Cometh the hour, cometh Rishabh Pant
17th July, 2022. India have restricted England to a middling total and on a decent batting strip at Old Trafford, fancy their chances of clinching the series. Just as the optimism engulfs Old Trafford, the Men In Blue lose Shikhar Dhawan to a loose waft outside off stump. Rohit Sharma follows suit, nibbling and edging a length delivery to slip. And Virat Kohli, as it has often happened in the past couple of years, goes feeling for a delivery in the channel and perishes.
India, despite being in a healthy position at the break, now find themselves 38-3. Rishabh Pant is present at the other end but he hasn’t been in great form in white-ball cricket. Suryakumar Yadav dazzled during the T20Is but hasn’t found his feet this series. Hardik Pandya and Ravindra Jadeja remain top-drawer finishers. Neither, though, has an ODI hundred to their names.
This isn’t a lost cause yet. However, it seems very close to it. Not just because England are purring. But also because India floundered in a similarly tricky run-chase at Lord’s a few days ago. In that game, Pant, who batted at No.4, chipped a full toss tamely to mid-on, leading to plenty of head-scratching around the globe and opinions that he wasn’t quite suited to bat that high in an ODI.
So, Pant has something to prove on the personal front, and he has to make sure that India register another ODI series victory. For a cricketer as free-spirited as the wicket-keeper, this is the worst possible outcome – a situation where he has to curb his instincts and adhere to a slightly different norm. Pant, however, is different. Not just in how he approaches the game, but in how he almost always stands up when his team requires him most.

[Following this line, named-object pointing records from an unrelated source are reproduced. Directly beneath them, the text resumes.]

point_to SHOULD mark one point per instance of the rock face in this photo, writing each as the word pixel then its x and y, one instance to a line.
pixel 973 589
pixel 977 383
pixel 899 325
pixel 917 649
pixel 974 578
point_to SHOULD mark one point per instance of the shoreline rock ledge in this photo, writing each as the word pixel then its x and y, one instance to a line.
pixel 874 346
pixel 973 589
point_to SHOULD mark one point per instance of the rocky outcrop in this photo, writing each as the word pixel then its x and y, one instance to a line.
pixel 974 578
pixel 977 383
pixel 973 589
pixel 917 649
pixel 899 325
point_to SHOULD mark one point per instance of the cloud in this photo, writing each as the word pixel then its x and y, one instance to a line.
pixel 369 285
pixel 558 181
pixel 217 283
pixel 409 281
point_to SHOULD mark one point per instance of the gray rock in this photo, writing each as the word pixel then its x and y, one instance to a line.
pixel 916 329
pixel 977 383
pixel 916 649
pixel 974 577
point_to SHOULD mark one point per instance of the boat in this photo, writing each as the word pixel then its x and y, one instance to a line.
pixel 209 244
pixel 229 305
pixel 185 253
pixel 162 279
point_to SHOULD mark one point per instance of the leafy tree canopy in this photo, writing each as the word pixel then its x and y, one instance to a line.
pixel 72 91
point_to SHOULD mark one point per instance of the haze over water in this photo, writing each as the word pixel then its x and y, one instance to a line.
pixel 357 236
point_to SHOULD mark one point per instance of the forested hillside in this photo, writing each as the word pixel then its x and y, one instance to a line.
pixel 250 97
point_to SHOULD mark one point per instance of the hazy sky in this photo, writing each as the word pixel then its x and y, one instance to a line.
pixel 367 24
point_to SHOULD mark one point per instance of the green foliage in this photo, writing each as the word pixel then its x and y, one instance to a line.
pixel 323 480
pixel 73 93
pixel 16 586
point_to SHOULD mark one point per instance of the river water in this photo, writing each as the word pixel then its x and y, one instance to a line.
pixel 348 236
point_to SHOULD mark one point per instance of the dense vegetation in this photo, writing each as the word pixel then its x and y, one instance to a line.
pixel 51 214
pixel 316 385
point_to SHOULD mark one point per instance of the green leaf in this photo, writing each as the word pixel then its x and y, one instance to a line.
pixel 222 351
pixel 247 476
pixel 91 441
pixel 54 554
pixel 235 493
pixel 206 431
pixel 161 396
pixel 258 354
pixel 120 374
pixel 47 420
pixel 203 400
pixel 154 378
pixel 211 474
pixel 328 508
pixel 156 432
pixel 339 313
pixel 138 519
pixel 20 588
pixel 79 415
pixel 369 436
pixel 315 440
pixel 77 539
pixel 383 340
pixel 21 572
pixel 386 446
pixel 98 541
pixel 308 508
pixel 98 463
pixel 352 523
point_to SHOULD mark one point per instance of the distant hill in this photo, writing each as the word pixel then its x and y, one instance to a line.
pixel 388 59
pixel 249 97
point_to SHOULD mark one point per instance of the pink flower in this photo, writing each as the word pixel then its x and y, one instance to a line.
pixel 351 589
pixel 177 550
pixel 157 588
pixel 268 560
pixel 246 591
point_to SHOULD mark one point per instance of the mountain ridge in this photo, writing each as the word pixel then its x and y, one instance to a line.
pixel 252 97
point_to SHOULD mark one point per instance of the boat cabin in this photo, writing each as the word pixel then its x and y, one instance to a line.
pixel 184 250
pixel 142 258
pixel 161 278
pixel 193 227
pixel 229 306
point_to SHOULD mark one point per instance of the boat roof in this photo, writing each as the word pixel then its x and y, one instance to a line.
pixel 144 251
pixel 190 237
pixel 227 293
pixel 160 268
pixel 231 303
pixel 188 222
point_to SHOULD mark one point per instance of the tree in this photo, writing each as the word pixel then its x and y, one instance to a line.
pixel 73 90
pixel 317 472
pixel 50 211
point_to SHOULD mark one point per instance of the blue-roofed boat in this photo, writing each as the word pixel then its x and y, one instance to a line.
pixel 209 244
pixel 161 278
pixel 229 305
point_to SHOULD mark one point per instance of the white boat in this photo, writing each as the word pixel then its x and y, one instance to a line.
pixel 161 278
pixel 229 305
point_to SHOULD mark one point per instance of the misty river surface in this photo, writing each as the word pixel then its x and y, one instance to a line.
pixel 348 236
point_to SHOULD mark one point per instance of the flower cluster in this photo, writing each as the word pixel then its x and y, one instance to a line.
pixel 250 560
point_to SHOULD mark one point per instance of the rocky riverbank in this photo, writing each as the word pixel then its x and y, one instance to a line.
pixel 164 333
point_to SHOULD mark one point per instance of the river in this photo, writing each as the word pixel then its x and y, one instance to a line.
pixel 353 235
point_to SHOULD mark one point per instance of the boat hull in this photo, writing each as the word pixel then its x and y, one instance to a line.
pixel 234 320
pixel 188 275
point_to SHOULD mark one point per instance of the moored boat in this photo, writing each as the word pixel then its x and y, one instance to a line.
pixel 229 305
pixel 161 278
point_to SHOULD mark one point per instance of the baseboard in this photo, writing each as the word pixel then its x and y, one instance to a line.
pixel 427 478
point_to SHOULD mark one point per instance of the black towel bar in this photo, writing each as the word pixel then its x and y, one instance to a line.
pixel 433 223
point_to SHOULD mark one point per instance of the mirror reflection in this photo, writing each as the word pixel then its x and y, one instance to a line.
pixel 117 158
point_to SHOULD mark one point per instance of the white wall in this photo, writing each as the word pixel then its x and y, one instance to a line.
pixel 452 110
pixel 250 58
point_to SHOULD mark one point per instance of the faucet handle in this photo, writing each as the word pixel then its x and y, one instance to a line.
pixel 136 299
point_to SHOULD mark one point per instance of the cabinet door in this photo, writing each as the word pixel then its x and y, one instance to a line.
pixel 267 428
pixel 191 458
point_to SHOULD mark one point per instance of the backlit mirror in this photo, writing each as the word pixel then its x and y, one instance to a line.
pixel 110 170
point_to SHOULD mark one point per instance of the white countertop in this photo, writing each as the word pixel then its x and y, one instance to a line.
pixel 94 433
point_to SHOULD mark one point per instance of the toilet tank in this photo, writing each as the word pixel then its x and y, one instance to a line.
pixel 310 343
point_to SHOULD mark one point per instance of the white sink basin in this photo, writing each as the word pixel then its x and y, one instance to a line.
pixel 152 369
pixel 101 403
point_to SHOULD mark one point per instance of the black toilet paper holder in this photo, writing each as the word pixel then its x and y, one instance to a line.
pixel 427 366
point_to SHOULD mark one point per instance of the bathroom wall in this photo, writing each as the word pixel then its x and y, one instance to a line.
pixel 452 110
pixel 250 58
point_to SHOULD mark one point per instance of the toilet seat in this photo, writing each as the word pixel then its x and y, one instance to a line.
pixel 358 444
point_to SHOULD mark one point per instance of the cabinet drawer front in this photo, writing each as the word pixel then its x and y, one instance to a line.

Prior to the 3rd ODI at Manchester, Pant hadn’t notched up a century in ODI cricket. He has five in the longest format, indicating that he has the technique and the temperament to stand his ground in international cricket. The numbers in white-ball cricket, though, painted an entirely different story.
A lot of it was skewed because of the wicket-keeper’s poor run while chasing. Before Sunday, he had scored 142 runs in 12 innings at an average of 12.9. Batting first, he had still fared decently, mustering 573 runs at an average of 47.75 and a strike rate of 116.46. But now, that anomaly has been corrected, and in some style.
Rishabh Pant produced a special knock at Old Trafford
If speaking solely about this knock, there were several elements to fall in love with. The way Pant handled himself at the start of his essay. The manner in which he absorbed pressure and even played second-fiddle to Hardik Pandya. And, of course, the strokes he unfurled once he had sized up the situation completely.
It might’ve been his first ODI hundred but at no point did it feel that he was chasing a milestone. He was in his own bubble yet acutely aware of the pressure and the magnitude of the occasion. He knew how powerful and destructive he could be, yet knew how solid and stable he needed to be for India’s cause. He understood how he was on the verge of history, but also acknowledged how imperative it was to stay in the present and watch each ball as it came.
In the context of Pant’s ODI career, this might have seemed an aberration – largely because of how he hasn’t fully fulfilled his potential in the format. But from a broader perspective, it was indicative of how he keeps finding ways to be India’s guardian angel. Whether it be at Cape Town, Edgbaston, the Gabba, the SCG, or Old Trafford. Not many are able to do this that often – that too while curbing what seems to be their natural instinct.
But Pant seems to have mastered it and that, more than anything else, should be the lasting image of this particular innings. It was excellent. It had everything you would come to expect from Pant. But it was special because it also had aspects many thought the wicket-keeper could never blend together.
Post the game, the wicket-keeper admitted that he aspired to score more runs for India in high-pressure situations because the satisfaction that provides is unparalleled. With the way he has been going, it might not be a stretch to say that he might even have been hoping for India to be put under the cosh. Just so that he could arrive, clear the air of tension and leave his own imprint on the game.
It takes a lot of character and skill to have that sort of mindset. The ability to be the cricketer that takes his side to safety. The proclivity to look at adversity in the eye and tell it you’re not afraid. There’s a perception that free-spirited cricketers, especially of Pant’s ilk, aren’t designed for such heroics.
But the wicket-keeper, like he has often done in his career, continues to change what seem conventional definitions. So much so that you start believing he almost waits for everyone to write him off, just so that he can, stone-faced, smirk at them and make them feel guilty for questioning his powers.
It's happened far too regularly to be treated as a deviation from the norm as well. Maybe then, it is the norm – a norm that is now threatening to materialize across formats, conditions and most definitely when India are in strife.
Cometh the hour, cometh Rishabh Pant. And you got to feel India will remain forever indebted to him for this particular trait – even more than his determination, extravagance, flamboyance and grit. And that tells a story in itself.